Specifically, the framework looks for logging configuration in a file named logging.jsonc, as part of the MDTFFramework's __init__ method. It first looks in the site directory specified by the user; if no file with that name is found, it falls back to the default configuration in src/logging.jsonc. The contents of this file are stored in the ConfigManager and actually used to configure the logger by case_log_config(), which gets called by the __init__ method of DataSourceBase.


The configuration strategy described above creates a chicken-and-egg problem, as we need to be able to log issues that arise before the logger itself has been configured. We do this with the MultiFlushMemoryHandler log handler, which acts as a temporary cache: all logging events prior to configuration are captured by this handler. Once the “real” handlers have been configured by case_log_config(), the contents of this handler are copied (“flushed”) to each of them in turn. This handler is set up in the top-level script, which also calls configure_console_loggers() to set up conventional stdout/stderr logging destinations.

Most of the rest of the code in this module deals with formatting and presentation of logs, e.g. MDTFHeaderFileHandler which writes a header with useful debugging information (such as the git commit hash) to the log file.

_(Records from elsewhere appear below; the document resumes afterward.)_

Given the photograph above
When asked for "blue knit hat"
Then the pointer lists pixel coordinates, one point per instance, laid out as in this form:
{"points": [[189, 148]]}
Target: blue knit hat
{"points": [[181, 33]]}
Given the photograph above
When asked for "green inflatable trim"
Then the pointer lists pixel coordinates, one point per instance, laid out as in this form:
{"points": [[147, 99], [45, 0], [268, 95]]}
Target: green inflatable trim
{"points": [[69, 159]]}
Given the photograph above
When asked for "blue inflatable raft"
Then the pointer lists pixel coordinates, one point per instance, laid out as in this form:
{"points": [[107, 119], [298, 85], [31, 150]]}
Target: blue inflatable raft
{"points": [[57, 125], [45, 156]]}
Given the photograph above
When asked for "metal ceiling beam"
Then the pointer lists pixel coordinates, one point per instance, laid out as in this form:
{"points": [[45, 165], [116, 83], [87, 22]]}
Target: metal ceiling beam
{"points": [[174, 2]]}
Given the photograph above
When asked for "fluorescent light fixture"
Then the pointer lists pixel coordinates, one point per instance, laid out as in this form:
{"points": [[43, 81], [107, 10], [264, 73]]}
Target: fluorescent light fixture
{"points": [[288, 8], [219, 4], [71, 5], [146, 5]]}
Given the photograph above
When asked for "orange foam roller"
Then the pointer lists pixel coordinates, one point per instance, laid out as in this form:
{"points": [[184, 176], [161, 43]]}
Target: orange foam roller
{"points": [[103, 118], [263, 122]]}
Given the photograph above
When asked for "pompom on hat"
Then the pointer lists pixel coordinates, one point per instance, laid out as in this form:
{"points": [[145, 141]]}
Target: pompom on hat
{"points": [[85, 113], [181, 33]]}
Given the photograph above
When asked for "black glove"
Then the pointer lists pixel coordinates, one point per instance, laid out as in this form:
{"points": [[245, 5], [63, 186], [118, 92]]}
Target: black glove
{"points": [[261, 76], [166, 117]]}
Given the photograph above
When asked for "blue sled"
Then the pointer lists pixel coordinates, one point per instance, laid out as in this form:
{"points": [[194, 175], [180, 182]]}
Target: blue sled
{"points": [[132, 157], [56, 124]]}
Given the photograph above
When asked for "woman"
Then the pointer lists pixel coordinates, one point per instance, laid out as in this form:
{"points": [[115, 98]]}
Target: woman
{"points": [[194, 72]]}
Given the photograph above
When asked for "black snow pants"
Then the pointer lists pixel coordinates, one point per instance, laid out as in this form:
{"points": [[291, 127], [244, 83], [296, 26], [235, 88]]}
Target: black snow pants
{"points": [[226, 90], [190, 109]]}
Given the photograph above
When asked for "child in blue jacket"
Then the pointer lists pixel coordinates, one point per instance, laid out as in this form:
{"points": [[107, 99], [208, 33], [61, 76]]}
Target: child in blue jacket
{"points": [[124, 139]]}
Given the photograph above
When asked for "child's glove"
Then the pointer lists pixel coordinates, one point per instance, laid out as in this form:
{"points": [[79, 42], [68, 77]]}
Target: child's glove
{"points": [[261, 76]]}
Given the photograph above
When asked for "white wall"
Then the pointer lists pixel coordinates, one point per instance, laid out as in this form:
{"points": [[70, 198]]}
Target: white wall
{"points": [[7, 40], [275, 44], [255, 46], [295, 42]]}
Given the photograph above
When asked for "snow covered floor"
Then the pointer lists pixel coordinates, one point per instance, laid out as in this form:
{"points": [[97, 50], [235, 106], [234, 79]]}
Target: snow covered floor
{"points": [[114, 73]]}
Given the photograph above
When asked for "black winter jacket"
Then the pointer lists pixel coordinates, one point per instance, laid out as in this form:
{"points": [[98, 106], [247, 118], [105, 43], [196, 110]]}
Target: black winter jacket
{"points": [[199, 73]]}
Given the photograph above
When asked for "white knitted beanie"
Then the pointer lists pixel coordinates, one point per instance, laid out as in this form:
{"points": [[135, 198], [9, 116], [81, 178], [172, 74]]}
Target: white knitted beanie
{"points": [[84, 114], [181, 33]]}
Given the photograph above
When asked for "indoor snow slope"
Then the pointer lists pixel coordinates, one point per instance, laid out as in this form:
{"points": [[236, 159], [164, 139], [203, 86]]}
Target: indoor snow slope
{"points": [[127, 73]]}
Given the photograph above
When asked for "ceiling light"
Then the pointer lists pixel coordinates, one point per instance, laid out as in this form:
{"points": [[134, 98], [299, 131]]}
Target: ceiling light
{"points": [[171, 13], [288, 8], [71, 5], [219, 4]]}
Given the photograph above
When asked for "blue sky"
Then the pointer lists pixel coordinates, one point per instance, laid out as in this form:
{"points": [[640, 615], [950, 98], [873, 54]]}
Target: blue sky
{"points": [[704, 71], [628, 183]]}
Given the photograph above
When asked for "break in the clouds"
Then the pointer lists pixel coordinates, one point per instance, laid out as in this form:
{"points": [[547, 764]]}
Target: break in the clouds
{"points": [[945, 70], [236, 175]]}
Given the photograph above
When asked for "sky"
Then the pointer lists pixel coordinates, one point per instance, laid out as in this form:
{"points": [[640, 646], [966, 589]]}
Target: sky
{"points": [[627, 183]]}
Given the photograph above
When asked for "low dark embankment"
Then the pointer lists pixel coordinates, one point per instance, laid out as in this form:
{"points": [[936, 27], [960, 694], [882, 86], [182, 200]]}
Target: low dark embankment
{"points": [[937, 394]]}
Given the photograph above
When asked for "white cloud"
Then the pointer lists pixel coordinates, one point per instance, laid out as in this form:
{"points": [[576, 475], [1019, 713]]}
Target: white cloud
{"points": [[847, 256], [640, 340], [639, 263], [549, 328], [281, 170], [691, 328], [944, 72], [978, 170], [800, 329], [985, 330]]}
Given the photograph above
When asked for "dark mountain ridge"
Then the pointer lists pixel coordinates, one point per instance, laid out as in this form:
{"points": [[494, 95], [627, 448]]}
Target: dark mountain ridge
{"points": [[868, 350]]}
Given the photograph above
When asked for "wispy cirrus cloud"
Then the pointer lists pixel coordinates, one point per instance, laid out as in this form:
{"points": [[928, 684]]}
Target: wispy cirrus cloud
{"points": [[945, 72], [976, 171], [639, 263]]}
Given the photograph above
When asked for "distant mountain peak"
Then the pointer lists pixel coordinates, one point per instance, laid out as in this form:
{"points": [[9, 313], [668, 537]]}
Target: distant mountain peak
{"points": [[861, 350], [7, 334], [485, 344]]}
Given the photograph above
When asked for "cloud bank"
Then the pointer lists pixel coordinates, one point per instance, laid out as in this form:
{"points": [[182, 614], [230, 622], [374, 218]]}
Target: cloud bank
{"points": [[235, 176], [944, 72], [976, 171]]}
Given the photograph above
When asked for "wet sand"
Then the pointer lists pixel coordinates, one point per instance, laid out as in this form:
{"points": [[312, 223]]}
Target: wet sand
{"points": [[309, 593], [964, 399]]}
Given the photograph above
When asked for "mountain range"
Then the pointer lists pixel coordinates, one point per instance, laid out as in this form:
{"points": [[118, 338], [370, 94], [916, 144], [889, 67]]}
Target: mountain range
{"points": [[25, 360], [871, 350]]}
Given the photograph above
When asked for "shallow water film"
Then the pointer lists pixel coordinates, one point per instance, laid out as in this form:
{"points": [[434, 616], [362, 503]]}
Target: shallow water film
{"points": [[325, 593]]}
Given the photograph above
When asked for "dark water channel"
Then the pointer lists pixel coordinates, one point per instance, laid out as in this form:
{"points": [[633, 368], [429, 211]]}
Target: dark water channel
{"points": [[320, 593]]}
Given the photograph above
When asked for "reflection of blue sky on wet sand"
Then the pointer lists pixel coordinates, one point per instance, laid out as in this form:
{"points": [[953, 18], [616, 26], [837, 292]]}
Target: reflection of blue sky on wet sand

Functionality that involves external subprocesses spawned by the framework. This is the mechanism by which the framework calls all external executables, e.g. tar. We implement two main functions which take the same arguments: run_shell_command(), for running commands in a shell environment (e.g. permitting the use of environment variables), and run_command(), for spawning a subprocess with the executable directly, without the overhead of starting up a shell. Both of these are effectively convenience wrappers around the python standard library’s subprocess.Popen.

Note that, due to implementation reasons, SubprocessRuntimeManager doesn’t call run_shell_command() but instead implements its own wrapper.